A number of screening programs haven’t ended up helping even though they detected problems, adds Margaret McCartney, a general practitioner in Glasgow, Scotland, and senior associate at the University of Oxford’s Centre for Evidence-Based Medicine. One notorious example is the implementation of mass screening programs for thyroid cancer in parts of Europe and Asia, including in the aftermath of nuclear disasters at Chernobyl and Fukashima, as well as a national screening program in Korea. The programs led to a large uptick in diagnosed cases of thyroid cancer—along with related surgeries and anxiety. But they had no impact on numbers of lives saved. “The problem with doing any kind of screening study is that it's very easy to find problems,” McCartney says. “But does that actually help you to make people's quality or quantity of life better?”
It is easy to get wrapped up in the sexiness of innovation at the expense of its usefulness, McCartney adds. People like Ford, who are identified with cancer early, fuel a sense of possibility, even if epidemiological data eventually fail to show net benefits for society.
The major challenge of screening is to provide information that will make a difference, Oxnard says. Pushing the field forward will require clear data to establish accuracy. “It's tantalizing that we could find a cancer signal, but can we do it in a way that never gets it wrong?” he says. “What's it going to take to get trust and adoption around those kinds of applications? That's what we're all trying to figure out.”

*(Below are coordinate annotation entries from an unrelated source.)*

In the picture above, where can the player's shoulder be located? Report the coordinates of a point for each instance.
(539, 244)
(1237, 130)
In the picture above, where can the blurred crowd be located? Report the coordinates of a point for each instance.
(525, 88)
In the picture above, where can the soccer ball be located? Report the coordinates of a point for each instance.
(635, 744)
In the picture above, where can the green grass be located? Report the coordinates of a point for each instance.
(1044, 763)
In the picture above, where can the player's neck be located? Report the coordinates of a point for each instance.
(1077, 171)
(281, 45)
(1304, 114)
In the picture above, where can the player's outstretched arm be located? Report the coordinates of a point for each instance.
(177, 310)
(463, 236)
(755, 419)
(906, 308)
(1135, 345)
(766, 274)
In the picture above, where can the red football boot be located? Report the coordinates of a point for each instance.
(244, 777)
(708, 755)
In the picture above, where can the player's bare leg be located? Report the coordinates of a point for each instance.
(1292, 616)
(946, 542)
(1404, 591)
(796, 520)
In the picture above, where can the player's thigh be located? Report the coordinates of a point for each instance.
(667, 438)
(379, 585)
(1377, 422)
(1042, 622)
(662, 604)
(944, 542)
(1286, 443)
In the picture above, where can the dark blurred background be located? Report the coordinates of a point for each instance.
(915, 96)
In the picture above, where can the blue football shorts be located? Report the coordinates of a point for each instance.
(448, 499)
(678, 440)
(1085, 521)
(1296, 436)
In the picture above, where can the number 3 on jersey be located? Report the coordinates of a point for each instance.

For Ford, the issues seem less complicated. He is back to working as many as 20 hours a week at a golf course, and he plays regularly. Agreeing to be in a trial was unusual for him: normally, he doesn’t want to be bothered. Now, he tells everybody he sees about his experience and recently encouraged his sister-in-law to join the trial, too.
“What if I had said no, like I usually did?” he says. “I would probably be stage four by now. And stage four is almost totally uncurable.”
Editor's Note: This story originally misspelled the name of the medical oncologist at the University of Oxford in the United Kingdom. It is Shivan Sivakumar.